A2VIS: Amodal-Aware Approach to Video Instance Segmentation

Minh Tran,Thang Pham,Winston Bounsavy,Tri Nguyen,Ngan Le
2024-12-02
Abstract:Handling occlusion remains a significant challenge for video instance-level tasks like Multiple Object Tracking (MOT) and Video Instance Segmentation (VIS). In this paper, we propose a novel framework, Amodal-Aware Video Instance Segmentation (A2VIS), which incorporates amodal representations to achieve a reliable and comprehensive understanding of both visible and occluded parts of objects in a video. The key intuition is that awareness of amodal segmentation through spatiotemporal dimension enables a stable stream of object information. In scenarios where objects are partially or completely hidden from view, amodal segmentation offers more consistency and less dramatic changes along the temporal axis compared to visible segmentation. Hence, both amodal and visible information from all clips can be integrated into one global instance prototype. To effectively address the challenge of video amodal segmentation, we introduce the spatiotemporal-prior Amodal Mask Head, which leverages visible information intra clips while extracting amodal characteristics inter clips. Through extensive experiments and ablation studies, we show that A2VIS excels in both MOT and VIS tasks in identifying and tracking object instances with a keen understanding of their full shape.
Computer Vision and Pattern Recognition
What problem does this paper attempt to address?
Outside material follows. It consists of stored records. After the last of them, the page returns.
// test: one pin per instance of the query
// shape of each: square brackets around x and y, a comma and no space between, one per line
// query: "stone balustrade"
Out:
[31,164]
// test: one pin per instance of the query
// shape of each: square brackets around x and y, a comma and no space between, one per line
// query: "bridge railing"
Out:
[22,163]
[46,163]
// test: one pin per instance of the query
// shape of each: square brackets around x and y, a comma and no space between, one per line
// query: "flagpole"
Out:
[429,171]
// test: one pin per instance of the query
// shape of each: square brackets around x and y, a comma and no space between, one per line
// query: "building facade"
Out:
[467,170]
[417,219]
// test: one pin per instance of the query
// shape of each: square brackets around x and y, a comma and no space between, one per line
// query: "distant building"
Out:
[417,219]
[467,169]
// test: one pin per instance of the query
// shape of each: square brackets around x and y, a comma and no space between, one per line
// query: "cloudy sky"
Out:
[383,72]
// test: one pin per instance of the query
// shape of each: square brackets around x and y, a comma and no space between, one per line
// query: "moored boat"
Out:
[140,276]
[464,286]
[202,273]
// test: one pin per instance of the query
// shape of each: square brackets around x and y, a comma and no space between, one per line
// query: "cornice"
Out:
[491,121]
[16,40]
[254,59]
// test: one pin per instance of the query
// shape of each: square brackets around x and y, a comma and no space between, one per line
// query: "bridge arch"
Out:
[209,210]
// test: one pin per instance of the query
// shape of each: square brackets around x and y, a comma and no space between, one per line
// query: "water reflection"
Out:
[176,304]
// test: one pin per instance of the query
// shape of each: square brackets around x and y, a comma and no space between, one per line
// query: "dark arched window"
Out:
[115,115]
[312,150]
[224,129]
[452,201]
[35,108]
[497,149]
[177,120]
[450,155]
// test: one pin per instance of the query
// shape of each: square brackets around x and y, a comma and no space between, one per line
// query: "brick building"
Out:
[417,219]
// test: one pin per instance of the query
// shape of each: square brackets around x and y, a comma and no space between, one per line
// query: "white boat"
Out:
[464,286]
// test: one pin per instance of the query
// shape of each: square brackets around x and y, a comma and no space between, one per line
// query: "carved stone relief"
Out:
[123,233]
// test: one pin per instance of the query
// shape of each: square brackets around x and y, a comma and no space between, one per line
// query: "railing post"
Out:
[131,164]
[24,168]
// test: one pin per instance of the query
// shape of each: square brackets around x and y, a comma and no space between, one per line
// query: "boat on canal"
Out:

The problem that this paper attempts to solve is how to effectively handle object occlusion in Video Instance Segmentation (VIS) or Multiple - Object Tracking and Segmentation (MOTS) tasks. Specifically, existing VIS methods face challenges when dealing with partially or completely occluded objects. Especially in long - time sequences, objects may be severely occluded and then reappear, which may lead to identity switching or change. These problems are relatively common in existing VIS methods because these methods mainly rely on processing visible elements and ignore a comprehensive understanding of objects when they are partially occluded. To solve this problem, the paper proposes a novel framework - Amodal - Aware Video Instance Segmentation (A2VIS). This framework achieves a reliable and comprehensive understanding of the visible and occluded parts of objects in videos by introducing amodal awareness. The key to A2VIS is that modal segmentation perception in the spatio - temporal dimension can provide more stable object information flow. In the case of partial or complete occlusion of objects, modal segmentation has less change on the time axis than visible segmentation, so it can better maintain the identity of objects. To effectively address the challenges of video modal segmentation, A2VIS introduces the Spatiotemporal - prior Amodal Mask Head (SAMH). This module uses short - range and long - range spatio - temporal information to predict modal masks. Short - range information comes from visible segmentation in adjacent frames, while long - range information comes from modal segmentation in the entire video. These prior information are modeled through a mask attention mechanism with Visible Spatio - Temporal Prior Mask (VSPM) and Amodal Spatio - Temporal Prior Mask (ASPM). In addition, A2VIS also introduces global instance prototypes to capture the visible and modal features of objects in videos, thereby achieving more robust object updating and association throughout the video, especially in occlusion scenarios. Through extensive experiments and ablation studies on multiple benchmarks, the paper demonstrates that A2VIS has significant advantages in identifying and tracking object instances, especially in understanding the complete shape of objects, showing performance superior to existing state - of - the - art VIS and MOT methods.